The strategies presented by the federal government involved numerous actions that would be put in place immediately to create favorable conditions to improve the living standard in Michoacán in light of spiraling drug-related violence and a dramatic financial crisis.
However, since then, the situation in the state, specifically in terms of security, has — far from improving — only worsened, paralyzing the local economy and wreaking great economic and social damage in an area already semi-paralized by the covid-19 pandemic.
The constant clashes between organized criminal groups have had a devastating effect on the social and economic strata in the state. On one hand, they have generated a massive exodus in the central and southern Tierra Caliente region, forcing thousands of inhabitants to leave their homes in search of survival after being victims of extortion and threats, caught in the crossfire between local criminal organizations.
The desolation that the security crisis has caused in the state has had enormous effects on the state’s economy, which depends largely on agriculture and livestock. Many local producers of vegetables and fruits have been victims of extortion in the Tierra Caliente region of Michoacán, known for being one of the most fertile agricultural regions in the country.
Because Michoacán is an agricultural powerhouse at the national level, positioning itself as the leading producer of avocados and limes in the country, the situation that the state is currently facing has caused an unprecedented shortage of these products, affecting the cost of the Mexicans’ basic food basket.
One example of this is the current price of limes, reaching a price of 100 pesos per kilo in some parts of Mexico, when on average the price is normally around 20 pesos in the central Mexico area.

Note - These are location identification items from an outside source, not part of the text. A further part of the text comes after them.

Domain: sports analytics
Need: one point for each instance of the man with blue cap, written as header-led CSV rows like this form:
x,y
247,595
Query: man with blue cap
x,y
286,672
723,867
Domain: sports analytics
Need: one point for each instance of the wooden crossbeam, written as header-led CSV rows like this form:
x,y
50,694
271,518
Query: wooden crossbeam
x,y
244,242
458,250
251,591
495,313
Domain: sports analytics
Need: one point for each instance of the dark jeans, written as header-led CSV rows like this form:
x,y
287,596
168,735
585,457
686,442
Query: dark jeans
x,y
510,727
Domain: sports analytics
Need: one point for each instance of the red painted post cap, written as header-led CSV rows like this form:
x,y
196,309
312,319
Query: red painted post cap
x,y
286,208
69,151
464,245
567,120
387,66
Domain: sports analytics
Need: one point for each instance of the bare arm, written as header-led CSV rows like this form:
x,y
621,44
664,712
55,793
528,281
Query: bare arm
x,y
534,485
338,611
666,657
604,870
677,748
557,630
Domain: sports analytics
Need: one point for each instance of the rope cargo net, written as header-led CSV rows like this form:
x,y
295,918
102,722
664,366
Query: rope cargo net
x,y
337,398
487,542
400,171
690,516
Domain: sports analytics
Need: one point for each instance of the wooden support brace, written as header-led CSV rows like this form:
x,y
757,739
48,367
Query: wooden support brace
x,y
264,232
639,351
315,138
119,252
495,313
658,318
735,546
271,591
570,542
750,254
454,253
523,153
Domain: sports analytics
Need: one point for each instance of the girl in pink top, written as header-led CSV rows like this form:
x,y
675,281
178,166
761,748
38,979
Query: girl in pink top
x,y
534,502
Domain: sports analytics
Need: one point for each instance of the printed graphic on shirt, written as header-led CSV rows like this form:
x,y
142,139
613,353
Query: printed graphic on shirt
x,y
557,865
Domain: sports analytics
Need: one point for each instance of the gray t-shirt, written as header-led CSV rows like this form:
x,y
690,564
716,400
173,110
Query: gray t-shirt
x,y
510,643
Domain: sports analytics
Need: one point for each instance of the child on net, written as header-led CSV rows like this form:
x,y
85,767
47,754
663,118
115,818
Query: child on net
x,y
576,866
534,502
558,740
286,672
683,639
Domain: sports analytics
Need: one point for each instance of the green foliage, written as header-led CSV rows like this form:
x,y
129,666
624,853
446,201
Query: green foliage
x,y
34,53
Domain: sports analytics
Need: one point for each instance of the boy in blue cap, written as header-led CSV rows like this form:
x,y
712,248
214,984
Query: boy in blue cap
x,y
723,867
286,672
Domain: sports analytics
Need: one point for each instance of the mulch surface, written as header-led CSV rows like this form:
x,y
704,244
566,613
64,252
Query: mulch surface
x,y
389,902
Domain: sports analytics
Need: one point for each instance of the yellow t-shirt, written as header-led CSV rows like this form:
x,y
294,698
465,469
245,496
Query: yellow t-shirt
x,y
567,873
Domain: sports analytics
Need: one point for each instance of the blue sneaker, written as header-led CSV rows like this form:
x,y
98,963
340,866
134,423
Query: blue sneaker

The price surge is the consequence of a major decline in the production of limes during the current winter season, when only 100,000 tons were harvested during the season compared to the 500,000 tons harvested in the same season of 2020. This situation was primarily due to a local labor shortage, heavy rains and an increase in the price of agrochemicals.
Today, many of Michoacán’s lime orchards appear to be in a state of abandonment and decay. Owners and workers have completely halted production in at least 5,000 orchards. Many of these people now make up part of the thousands of displaced people who have left their hometowns in search of peace and tranquility for their families, taking refuge in northern Mexico while waiting for the government of the United States to approve their asylum applications.
In addition to this, some farmers in the region who have decided to stay in the state have also reported the dispossession of their lands by local criminal groups, which have taken possession of large areas of cultivation that previously produced a vegetables for local consumption.
The response of both the federal and local governments has been basically inexistent in the face of a problem that continues to escalate in a similar way in different regions of the country, where a generalized security crisis continues to permeate social and economic life on all levels.
The execution of the Support Plan for Michoacán is still on hold while the trust of the citizens of Michoacán in their newly elected leftist National Regeneration Movement (Morena) party governor, Alfredo Ramírez Bedolla, fades away day after day.
The longstanding security policy adopted by López Obrador of “hugs, not bullets” seems to keep the authorities in charge of the security comfortable and indifferent to the major crime issues affecting Mexicans on a daily basis, but is doing little to alleviate the increasing violence that normal citizens are facing, and that is being felt in the pocketbooks of all Mexicans.